さらに19:12発の普通姫路行きも発車しようというところで、3番線を列車通過の放送が流れました。
丸っぽく黄色いライトが近づいてきますと、穏やかな顔が現れました。寝台特急サンライズ号です。
東京から白昼の東海道を走ってきまして、遂には日も暮れています。
普段ではあり得ない、営業列車が駅に止まっている夕方の草津駅を通過しました。
東海道本線は草津駅から複々線になっているため、サンライズは普通列車が草津駅に入るのを待っていたのでしょう。
ここからは普通列車を追い抜いても問題なく、草津川跡をくぐるトンネルへ並走していきました。
これを追いかけるため、新快速播州赤穂行きに乗車。
どこかで追い抜けるかは分かりませんが、とりあえず京都駅までは向かいます。
新快速はかなり速度を落としてから京都駅に入線。
京都駅停車中、左側に何か見覚えのある丸いライトがあるなと思ったら、サンライズでした。
外から撮影された動画を見ると、どうやらこの新快速とともに並走して入線していたようです。

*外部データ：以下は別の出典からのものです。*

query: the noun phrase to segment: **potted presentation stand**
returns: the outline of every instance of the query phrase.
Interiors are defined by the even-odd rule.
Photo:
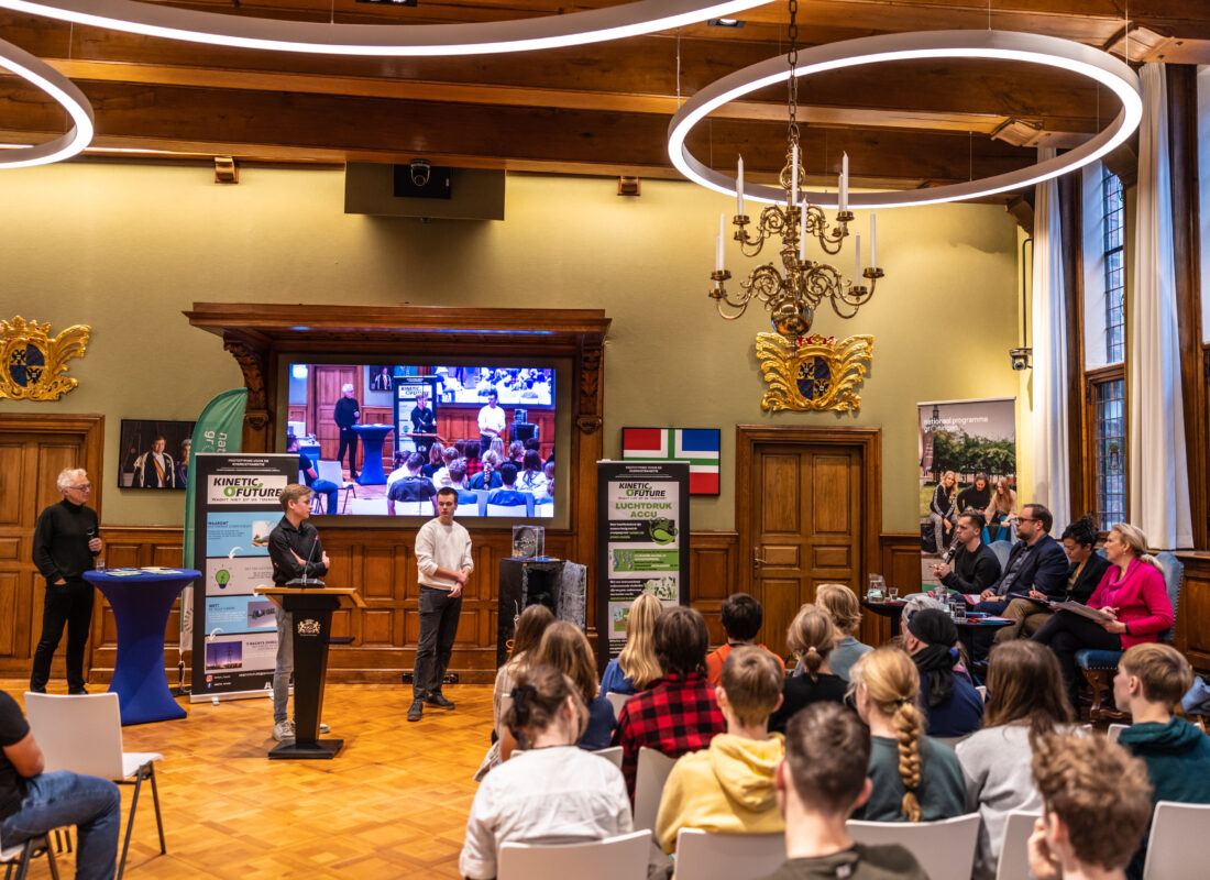
[[[365,608],[355,589],[335,587],[258,587],[257,592],[289,611],[294,639],[294,742],[283,742],[270,758],[330,760],[344,740],[319,740],[323,685],[328,677],[332,612],[338,608]]]

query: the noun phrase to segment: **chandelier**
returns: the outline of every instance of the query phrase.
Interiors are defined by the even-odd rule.
[[[797,8],[797,0],[790,0],[786,163],[778,177],[779,185],[785,190],[785,203],[764,207],[755,230],[749,232],[748,226],[751,220],[744,213],[744,160],[741,156],[736,179],[736,217],[732,219],[738,228],[734,240],[739,242],[744,257],[757,257],[766,242],[772,247],[779,238],[782,268],[778,269],[772,260],[765,263],[754,269],[747,281],[739,282],[738,293],[730,293],[726,282],[731,278],[731,272],[724,266],[722,254],[726,217],[720,214],[715,265],[710,274],[714,289],[709,294],[715,301],[719,315],[726,321],[741,317],[753,299],[760,300],[770,312],[773,329],[791,341],[800,340],[809,333],[816,307],[824,299],[831,303],[832,309],[842,318],[857,315],[858,309],[874,295],[874,288],[882,277],[876,259],[874,214],[870,214],[870,265],[864,270],[862,236],[854,236],[853,281],[846,280],[839,269],[828,263],[807,259],[808,238],[814,238],[828,255],[840,253],[845,238],[848,237],[848,224],[853,222],[853,212],[848,209],[847,154],[841,159],[840,199],[835,225],[828,223],[819,206],[812,205],[806,195],[799,191],[799,182],[805,179],[806,173],[801,167],[799,149],[799,86],[795,74],[799,62]],[[858,277],[869,281],[869,287],[855,283]]]

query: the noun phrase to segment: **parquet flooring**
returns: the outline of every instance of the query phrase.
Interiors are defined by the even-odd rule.
[[[18,701],[23,681],[0,688]],[[53,683],[52,683],[53,690]],[[126,727],[127,752],[159,752],[168,855],[161,856],[150,788],[139,794],[128,880],[220,878],[457,878],[466,817],[488,749],[491,686],[450,685],[457,708],[404,713],[411,689],[335,685],[324,695],[330,761],[270,761],[266,698],[182,704],[189,718]],[[133,787],[122,786],[123,828]],[[70,878],[74,853],[59,856]],[[48,878],[41,859],[33,878]]]

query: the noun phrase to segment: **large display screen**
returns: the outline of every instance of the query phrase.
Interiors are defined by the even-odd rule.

車内からは気づけなかったのですが、おそらく入線時にスピードを落としていたのは、サンライズがいたからでしょう。
サンライズは京都駅で2,3分ほど停車、この新快速に道を譲りました。
そんなに急ぐ必要はないため、向日町の車両基地に入ってから深夜に回送されるのではという説もあったので、東海道新幹線には乗らず新快速で情報収集しつつ西へ向かうことにしました。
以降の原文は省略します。